La contractualisation... tout reste à écrire

Service Juridique

Dans l'objectif de sécuriser par une meilleure visibilité les relations producteurs/acheteurs, l'article 12 de la Loi de Modernisation de l'Agriculture prévoit la possibilité de contrat de vente écrits entre producteurs et acheteurs ou entre opérateurs économiques et acheteurs.

Ces contrats peuvent devenir obligatoires notamment par décret.
Tel est le cas de deux filières: les fruits et légumes, et le secteur laitier.

Quel contrat dans le secteur laitier?
En matière agricole un contrat englobe de nombreux éléments:

Un engagement sur la quantité:
Le volume à produire est défini annuellement, cependant il est possible de convenir d'une répartition par sous périodes, voir mensuellement.
Attention aux impacts sur la conduite des élevages et sur les coûts de production en fonction des volumes à livrer

Les conditions de collecte :
Conditions d'accès à la marchandise, la fréquence et les plages horaires de collecte, les conditions d'enlèvement et d'échantillonnage du lait peuvent engendrer des contraintes techniques susceptibles d'engendrer de nouveaux investissements.

Un engagement sur la qualité :
Un cahier des charges est défini pour le produit fini. Citons par exemple le nombre de germes en production laitière, le calibre en légumes.
Pour arriver à la qualité souhaitée un cahier des charges, des itinéraires techniques peuvent être prévus, mis en oeuvre éventuellement avec l'appui de techniciens.

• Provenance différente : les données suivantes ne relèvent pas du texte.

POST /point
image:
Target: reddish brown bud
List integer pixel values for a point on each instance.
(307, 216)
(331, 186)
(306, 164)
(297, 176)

Un engagement sur une durée :
Pour les futurs contrats laitiers, la durée minimum est de 5 ans. La tacite reconduction est généralement la règle. Quelles seront les modalités de révision du contrat et avec quel préavis ? Quel préavis pour résilier le contrat?

Un engagement sur une période de livraison :
C'est un aspect évoqué afin de palier la grande différence de livraisons entre les mois de printemps et les mois d'été.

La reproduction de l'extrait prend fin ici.